Unfortunately APEX simulation does not gracefully handle many of the cases where we can run out of GPU memory. Even handling an out-of-memory condition just means halting simulation since there is no way we can simulate on the GPU if there is not enough memory. So the best course of action is to avoid running out of GPU memory in your shipping application.
You may need to limit how many grids and particles you create in your application to limit the maximum memory usage. You can then measure what the peak memory usage is in your application. Since some users have less video memory than others, you will also want to know up front whether there is enough video memory to meet the peak memory usage. To do that you can pre-allocate the CUDA heaps with CudaMemoryManager::reserve() when the application starts up, and if it fails you can simply disable APEX particle effects in the application.

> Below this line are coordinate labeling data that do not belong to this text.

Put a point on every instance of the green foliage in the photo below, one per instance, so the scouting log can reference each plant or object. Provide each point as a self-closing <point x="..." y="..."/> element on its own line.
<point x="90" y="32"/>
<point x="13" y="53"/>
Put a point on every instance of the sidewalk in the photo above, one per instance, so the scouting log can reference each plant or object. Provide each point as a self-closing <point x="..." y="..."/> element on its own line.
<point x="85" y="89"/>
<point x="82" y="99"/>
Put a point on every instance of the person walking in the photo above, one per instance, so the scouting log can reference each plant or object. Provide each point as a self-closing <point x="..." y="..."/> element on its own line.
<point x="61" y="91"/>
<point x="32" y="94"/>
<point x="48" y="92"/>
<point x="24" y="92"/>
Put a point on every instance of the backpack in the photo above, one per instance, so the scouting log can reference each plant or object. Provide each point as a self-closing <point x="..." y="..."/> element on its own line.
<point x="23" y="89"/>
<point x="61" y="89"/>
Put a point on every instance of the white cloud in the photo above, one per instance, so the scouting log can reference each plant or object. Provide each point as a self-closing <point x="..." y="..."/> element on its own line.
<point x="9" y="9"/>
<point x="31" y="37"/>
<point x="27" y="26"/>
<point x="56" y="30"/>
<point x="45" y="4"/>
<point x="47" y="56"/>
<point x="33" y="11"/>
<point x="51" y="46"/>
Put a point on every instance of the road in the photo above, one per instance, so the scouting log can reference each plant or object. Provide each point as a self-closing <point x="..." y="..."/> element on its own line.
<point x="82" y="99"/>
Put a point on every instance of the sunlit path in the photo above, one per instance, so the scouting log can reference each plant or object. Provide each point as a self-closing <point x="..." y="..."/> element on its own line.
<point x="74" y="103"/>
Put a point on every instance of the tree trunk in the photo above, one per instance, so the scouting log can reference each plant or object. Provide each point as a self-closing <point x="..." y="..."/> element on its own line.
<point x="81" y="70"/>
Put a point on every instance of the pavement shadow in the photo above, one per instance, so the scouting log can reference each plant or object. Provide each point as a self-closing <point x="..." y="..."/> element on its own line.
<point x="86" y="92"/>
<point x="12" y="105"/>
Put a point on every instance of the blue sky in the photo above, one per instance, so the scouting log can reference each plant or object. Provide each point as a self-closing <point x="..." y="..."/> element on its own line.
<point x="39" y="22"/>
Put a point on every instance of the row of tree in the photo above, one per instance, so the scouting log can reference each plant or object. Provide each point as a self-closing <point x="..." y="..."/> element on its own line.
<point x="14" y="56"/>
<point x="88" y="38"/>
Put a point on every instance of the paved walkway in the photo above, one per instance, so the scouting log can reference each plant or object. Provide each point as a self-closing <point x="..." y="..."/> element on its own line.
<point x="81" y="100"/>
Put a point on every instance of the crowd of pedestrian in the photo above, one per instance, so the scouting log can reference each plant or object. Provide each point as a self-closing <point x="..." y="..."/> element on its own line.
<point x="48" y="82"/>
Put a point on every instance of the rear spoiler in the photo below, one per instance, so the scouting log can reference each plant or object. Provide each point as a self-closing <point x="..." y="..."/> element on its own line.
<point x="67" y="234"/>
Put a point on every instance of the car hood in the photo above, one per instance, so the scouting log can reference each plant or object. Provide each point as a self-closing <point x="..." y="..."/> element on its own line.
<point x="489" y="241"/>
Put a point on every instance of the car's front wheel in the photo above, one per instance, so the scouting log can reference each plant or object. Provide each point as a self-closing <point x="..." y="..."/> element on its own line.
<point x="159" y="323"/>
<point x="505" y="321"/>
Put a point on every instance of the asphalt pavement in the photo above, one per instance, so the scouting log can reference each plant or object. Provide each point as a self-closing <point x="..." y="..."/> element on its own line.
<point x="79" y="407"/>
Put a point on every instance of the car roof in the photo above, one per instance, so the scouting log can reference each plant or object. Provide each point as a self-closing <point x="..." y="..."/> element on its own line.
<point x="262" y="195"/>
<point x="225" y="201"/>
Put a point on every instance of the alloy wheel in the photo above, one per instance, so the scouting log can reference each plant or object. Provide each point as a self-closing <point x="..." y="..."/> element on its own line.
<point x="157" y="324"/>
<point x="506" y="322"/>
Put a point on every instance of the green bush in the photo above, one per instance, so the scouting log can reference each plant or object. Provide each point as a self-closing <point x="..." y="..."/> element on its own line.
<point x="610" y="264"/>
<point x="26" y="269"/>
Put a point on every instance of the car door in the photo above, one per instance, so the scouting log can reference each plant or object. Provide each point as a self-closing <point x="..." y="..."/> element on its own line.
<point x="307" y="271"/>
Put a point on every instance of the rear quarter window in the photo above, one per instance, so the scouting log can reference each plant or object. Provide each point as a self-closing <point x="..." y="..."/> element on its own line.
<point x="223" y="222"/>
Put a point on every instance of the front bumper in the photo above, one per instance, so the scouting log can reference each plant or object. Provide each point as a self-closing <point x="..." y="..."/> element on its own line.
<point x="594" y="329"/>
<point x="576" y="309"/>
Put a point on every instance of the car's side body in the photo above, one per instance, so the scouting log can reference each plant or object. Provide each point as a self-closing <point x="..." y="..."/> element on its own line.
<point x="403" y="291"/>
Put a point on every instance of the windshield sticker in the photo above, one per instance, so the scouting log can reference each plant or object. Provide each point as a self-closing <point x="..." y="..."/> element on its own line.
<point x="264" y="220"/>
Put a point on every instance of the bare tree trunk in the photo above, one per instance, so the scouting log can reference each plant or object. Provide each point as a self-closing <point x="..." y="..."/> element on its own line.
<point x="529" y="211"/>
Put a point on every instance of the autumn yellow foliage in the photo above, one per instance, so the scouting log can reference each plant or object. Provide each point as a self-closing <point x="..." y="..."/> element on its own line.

To figure out the high water mark for memory usage in your application, you can query the CudaMemoryManager for stats. See the APEX samples (OpenAutomateInterface.cpp) for an example of how to do this. We recommend an on-screen display of memory usage you can toggle during development so you can get instant feedback on how expensive your effects are. The two heaps you will want to monitor (and eventually pre-allocate) are CudaBufferMemorySpace::T_GPU and CudaBufferMemorySpace::T_PINNED_HOST. All APEX buffers are of type F_READ_WRITE.